21 x 17 in (53.34 x 43.18 cm)
1 : 975000
This is a beautiful map of Scotland from Sidney Hall's extremely scarce 1835 New General Atlas. It covers Scotland from the Orkney Islands to Wigton in the south inclusive of the Hebrides. Towns, rivers, mountains, railroads, battle sites, and various other important topographical details are noted. Elevation throughout is rendered by hachure and political and territorial boundaries are outlined in color. Hall's map marks the site of the Antonine Wall, fortifications built by the Roman Empire to defend against the unruly tribes to the north, but it is not specifically named. Several battlegrounds, including the Battle of Falkirk in 1298 and 1746, the battle of Dunbar in 1296 and 1650, and the battle of Solway Moss in 1542, among others are noted. The Bell Rock, home to the world's oldest surviving sea-washed lighthouse is also identified. The legendary story of the Bell Rock or the Inchcape was made famous by Robert Southey's poem 'The Inchcape Rock.' This map was issued in the midst of Scotland's Industrial Revolution, in which it emerged as a regional center for engineering and shipbuilding.
This map notes towns, rivers, mountains, railroads, battle sites, and various other important topographical details. Elevation throughout is rendered by hachure and political and territorial boundaries are outlined in color.
Sidney Hall's New General Atlas was published from 1830 to 1857, the first edition being the most common, with all subsequent editions appearing only rarely. Most of the maps included in the first edition of this atlas were drawn between 1827 and 1828 and are most likely steel plate engravings, making it among the first cartographic work to employ this technique. Each of the maps in this large and impressive atlas feature elegant engraving and an elaborate keyboard style border. Though this is hardly the first map to employ this type of border, it is possibly the earliest to use it on such a large scale. Both the choice to use steel plate engraving and the addition of the attractive keyboard boarder are evolutions of anti-forgery efforts. Copper plates, which were commonly used for printing bank notes in the early 19th century, proved largely unsuitable due to their overall fragility and the ease with which they could be duplicated. In 1819 the Bank of England introduced a £20,000 prize for anyone who could devise a means to print unforgeable notes. The American inventors Jacob Perkins and Asa Spencer responded to the call. Perkins discovered a process for economically softening and engraving steel plates while Spencer invented an engraving lathe capable of producing complex patters repetitively - such as this keyboard border.

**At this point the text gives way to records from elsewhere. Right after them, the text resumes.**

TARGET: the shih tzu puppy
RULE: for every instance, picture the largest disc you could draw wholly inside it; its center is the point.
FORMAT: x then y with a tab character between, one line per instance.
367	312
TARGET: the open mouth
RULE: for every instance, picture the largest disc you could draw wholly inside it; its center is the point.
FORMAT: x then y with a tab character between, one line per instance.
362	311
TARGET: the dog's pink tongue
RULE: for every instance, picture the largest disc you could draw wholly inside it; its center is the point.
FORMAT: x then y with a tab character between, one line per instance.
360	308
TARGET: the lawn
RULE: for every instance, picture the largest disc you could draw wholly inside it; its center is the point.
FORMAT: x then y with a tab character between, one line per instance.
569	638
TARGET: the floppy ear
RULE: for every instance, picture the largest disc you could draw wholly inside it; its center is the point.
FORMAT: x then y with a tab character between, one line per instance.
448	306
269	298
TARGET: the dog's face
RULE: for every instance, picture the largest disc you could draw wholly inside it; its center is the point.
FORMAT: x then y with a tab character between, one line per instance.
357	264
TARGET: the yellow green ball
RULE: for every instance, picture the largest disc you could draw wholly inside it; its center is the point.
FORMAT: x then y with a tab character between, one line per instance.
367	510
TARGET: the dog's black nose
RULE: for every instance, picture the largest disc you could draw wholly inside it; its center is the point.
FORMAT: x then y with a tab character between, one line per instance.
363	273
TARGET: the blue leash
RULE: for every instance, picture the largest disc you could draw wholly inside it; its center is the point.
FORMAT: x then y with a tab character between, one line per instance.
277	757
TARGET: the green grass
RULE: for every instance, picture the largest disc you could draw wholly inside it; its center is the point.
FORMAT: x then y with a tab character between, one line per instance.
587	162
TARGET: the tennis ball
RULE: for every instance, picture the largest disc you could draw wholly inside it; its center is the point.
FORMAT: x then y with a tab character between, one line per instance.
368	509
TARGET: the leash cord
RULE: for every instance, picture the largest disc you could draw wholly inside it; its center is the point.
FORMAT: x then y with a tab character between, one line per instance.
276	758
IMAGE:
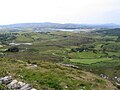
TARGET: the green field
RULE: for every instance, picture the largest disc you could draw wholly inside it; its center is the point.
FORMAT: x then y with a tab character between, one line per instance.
90	61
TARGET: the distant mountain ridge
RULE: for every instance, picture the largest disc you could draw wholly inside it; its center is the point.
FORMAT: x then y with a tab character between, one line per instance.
60	26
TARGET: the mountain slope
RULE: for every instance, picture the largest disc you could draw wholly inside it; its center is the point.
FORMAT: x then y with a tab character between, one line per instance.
52	76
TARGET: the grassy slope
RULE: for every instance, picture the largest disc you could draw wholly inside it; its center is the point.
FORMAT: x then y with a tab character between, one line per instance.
52	76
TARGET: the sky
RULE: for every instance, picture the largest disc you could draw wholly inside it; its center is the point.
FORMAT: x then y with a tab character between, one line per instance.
60	11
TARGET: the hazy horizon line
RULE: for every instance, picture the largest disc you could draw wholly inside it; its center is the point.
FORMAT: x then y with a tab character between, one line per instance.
59	23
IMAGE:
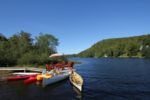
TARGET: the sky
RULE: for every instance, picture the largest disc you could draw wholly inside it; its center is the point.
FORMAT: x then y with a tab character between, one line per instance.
78	24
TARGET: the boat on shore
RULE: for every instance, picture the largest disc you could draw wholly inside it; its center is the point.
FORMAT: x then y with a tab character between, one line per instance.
76	80
25	73
57	76
14	78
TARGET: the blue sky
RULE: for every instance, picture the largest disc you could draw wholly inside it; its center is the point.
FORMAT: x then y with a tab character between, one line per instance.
77	24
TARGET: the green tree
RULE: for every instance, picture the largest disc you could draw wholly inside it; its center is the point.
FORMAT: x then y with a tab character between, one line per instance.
46	43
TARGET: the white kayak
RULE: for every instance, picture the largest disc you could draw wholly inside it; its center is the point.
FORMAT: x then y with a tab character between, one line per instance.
25	73
56	77
76	80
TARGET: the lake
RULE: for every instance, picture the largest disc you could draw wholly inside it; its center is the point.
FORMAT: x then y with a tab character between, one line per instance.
104	79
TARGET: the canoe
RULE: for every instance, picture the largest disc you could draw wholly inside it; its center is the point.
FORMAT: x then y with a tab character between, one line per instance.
76	80
56	78
14	78
25	73
30	80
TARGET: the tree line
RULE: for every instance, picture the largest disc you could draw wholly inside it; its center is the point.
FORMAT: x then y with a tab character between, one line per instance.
22	49
137	46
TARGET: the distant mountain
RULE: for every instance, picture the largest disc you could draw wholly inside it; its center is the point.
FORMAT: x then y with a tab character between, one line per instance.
137	46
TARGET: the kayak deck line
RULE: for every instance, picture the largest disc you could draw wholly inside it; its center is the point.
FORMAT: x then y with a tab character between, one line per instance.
21	69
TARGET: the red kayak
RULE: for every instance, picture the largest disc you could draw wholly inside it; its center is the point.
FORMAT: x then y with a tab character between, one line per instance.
30	80
14	78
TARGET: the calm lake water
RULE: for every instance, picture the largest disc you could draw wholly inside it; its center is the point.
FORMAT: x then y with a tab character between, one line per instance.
104	79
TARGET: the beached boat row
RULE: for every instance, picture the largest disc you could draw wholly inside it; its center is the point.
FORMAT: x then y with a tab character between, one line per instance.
49	77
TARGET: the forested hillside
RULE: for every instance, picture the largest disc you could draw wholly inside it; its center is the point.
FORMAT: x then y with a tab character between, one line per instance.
138	46
22	49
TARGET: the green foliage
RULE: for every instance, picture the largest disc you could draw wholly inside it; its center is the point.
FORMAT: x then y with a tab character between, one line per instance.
138	46
20	49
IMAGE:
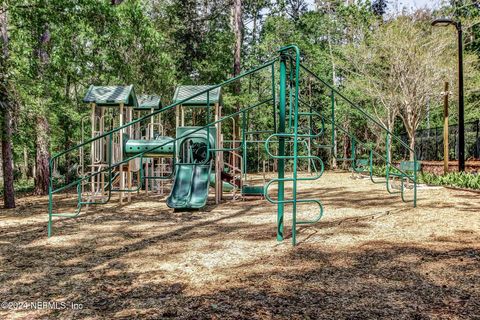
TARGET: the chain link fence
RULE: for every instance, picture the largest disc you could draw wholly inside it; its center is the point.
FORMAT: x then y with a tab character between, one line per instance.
429	142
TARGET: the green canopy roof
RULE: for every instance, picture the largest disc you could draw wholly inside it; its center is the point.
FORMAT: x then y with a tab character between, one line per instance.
184	92
111	96
149	101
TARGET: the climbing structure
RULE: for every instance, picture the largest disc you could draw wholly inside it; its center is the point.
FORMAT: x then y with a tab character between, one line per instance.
212	149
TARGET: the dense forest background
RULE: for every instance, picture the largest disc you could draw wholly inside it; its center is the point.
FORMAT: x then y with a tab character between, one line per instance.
52	50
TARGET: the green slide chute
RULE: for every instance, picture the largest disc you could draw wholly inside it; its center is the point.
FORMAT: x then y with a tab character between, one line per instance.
190	188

Though Perkins and Spenser did not win the prize, their steel plate engraving technique was quickly adopted by map publishers in England, who immediately recognized its value. Among early steel plate cartographic productions, this atlas, published in 1830 by Longman Rees, Orme, Brown & Green stands out as perhaps the finest. This map was issued by Sidney Hall and published by Longman Rees, Orme, Brown & Green of Paternoster Row, London, in the 1835 edition of the Sidney Hall New General Atlas.